My teacher, Matthew Sweeney, said something during our last course in Bali that struck me. He said that research is empirically validating what yogis have known all along: yoga postures are good for health and well-being. Then, he said the thing that has stuck with me:
“Research has shown too that the benefits are in the simple postures. Doing advanced postures brings no more benefit and in fact, brings increased risk.”
This was a new perspective, if not new information. And yet, many practitioners – myself included – are drawn to complex (“advanced”) postures.
This makes it clear to me that we practice yoga postures for many reasons. Health is one, but there are benefits that complex postures (this being relative to each person – essentially meaning “challenging” in this context) can deliver, for those who choose to practice them.
Humans can be described as “anti-fragile” – a system that becomes stronger, not weaker, under stress. Challenge is necessary for growth and even maintenance and stability.
There is an elegance, art, and aesthetic component to practicing yoga postures. We express ourselves creatively, as both the artist and the medium.

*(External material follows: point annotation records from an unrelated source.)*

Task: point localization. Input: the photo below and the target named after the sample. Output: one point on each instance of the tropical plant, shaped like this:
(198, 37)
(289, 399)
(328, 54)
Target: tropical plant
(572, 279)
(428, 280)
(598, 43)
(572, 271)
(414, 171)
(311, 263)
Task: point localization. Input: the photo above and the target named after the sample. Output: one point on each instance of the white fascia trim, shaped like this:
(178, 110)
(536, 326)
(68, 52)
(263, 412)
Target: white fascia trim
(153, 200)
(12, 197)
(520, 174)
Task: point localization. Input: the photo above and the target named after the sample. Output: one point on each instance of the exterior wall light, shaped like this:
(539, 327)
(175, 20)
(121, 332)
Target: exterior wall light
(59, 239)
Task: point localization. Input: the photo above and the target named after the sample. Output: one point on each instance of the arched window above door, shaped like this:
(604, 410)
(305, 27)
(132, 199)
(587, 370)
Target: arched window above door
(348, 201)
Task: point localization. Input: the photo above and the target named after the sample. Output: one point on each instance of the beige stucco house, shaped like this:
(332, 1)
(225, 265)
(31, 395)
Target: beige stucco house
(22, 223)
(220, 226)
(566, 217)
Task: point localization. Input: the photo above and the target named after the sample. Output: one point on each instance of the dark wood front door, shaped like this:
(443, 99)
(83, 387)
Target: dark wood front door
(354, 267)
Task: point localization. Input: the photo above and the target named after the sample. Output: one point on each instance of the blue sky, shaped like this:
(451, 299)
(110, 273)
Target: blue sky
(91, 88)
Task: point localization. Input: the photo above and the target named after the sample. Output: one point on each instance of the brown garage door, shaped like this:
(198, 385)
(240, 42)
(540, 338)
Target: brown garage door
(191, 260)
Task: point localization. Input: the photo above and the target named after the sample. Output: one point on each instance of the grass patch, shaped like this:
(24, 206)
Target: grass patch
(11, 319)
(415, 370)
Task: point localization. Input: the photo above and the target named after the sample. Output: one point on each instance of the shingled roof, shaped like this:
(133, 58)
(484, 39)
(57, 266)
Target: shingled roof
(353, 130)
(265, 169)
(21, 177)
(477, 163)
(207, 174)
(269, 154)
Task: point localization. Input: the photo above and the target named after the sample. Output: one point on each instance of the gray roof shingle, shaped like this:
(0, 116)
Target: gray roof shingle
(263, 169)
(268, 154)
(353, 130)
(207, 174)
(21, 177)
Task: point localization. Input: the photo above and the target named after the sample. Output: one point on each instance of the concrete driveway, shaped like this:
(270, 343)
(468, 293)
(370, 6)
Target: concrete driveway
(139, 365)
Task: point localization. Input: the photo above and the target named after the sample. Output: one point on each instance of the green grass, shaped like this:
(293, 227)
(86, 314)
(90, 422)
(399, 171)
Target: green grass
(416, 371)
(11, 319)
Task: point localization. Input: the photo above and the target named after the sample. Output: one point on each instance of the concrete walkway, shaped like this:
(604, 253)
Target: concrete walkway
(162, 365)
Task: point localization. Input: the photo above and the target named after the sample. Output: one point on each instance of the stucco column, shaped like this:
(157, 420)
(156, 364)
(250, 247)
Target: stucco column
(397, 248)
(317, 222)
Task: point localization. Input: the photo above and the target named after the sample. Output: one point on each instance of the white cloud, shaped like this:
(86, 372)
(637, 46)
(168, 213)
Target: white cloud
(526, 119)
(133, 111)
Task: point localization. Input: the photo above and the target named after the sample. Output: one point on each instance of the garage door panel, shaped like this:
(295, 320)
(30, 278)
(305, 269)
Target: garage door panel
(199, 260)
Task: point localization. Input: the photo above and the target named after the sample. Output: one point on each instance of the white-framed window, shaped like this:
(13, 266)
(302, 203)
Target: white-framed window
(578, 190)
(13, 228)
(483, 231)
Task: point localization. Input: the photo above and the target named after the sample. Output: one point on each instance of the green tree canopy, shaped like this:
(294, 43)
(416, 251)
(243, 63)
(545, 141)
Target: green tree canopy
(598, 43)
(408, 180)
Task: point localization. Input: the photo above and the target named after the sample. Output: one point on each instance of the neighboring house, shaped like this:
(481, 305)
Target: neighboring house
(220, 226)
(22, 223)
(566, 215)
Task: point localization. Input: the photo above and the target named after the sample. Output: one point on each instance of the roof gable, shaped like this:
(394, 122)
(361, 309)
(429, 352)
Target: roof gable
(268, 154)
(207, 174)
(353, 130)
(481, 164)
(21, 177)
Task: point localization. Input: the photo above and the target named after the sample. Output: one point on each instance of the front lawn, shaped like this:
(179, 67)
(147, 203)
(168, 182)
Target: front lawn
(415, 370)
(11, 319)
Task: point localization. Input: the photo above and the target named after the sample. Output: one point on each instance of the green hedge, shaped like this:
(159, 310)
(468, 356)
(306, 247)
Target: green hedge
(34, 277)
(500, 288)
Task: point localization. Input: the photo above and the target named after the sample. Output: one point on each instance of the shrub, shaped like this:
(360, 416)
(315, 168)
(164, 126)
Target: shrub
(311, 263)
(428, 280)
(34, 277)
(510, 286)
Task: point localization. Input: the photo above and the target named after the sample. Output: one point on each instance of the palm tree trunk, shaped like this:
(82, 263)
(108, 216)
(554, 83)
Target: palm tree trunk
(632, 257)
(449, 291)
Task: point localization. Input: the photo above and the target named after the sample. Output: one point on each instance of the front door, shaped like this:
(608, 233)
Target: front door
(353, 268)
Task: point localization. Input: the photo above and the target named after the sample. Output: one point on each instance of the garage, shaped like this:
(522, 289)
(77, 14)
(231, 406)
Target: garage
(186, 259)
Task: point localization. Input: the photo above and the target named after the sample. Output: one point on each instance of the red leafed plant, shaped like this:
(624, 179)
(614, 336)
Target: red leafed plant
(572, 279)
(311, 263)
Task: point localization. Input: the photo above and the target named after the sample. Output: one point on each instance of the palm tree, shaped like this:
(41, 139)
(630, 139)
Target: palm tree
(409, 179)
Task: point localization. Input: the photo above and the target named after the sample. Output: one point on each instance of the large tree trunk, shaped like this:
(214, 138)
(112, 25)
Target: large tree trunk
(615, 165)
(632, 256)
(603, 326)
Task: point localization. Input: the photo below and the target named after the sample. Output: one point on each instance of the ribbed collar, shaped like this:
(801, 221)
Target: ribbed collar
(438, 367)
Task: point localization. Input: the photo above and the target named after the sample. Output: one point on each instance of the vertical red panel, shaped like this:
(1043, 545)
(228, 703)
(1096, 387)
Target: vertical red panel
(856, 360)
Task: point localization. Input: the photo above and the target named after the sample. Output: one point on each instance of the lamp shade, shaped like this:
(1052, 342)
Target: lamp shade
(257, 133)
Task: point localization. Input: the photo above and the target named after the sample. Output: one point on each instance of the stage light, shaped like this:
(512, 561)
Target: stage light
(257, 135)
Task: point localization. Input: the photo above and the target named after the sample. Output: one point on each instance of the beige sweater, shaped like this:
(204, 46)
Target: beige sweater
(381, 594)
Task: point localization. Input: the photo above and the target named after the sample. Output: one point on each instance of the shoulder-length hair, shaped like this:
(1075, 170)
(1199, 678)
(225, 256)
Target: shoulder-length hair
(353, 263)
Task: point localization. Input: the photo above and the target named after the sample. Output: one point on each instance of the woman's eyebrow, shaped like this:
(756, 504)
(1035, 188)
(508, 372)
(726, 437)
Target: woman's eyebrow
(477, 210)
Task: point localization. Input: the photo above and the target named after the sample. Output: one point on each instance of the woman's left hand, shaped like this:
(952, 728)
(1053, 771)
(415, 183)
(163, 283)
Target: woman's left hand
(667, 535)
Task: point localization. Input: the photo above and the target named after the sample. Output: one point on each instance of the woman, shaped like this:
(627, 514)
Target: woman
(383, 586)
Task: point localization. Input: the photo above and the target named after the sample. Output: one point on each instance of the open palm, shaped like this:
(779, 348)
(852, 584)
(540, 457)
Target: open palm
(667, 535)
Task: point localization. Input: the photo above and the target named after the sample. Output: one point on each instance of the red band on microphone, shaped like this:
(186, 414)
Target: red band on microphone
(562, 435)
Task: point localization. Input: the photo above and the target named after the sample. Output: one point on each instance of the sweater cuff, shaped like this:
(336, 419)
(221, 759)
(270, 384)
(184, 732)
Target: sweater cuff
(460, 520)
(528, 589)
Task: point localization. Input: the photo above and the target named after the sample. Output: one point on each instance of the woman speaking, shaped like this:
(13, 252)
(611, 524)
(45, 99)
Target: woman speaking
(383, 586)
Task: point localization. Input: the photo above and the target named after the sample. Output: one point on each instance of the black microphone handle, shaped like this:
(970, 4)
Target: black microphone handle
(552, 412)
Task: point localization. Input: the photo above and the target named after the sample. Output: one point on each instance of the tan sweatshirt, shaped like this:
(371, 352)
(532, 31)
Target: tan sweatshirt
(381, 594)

Finally, there is an awareness and an analytical piece: complex postures are typically complicated and intricate. Indeed, the risk is greater – and therefore the awareness may need to be greater, the precision greater, and the depth of understanding of how to express the posture with your own body greater. Challenge can be a lens that magnifies, clarifies, and brings into focus complexities we would otherwise never comprehend.
Needless to say, simple and advanced postures are not mutually exclusive. Understanding our motivations and benefits gives us the leverage to tailor even the mental perspective with which we approach our yoga practice. The choice is yours.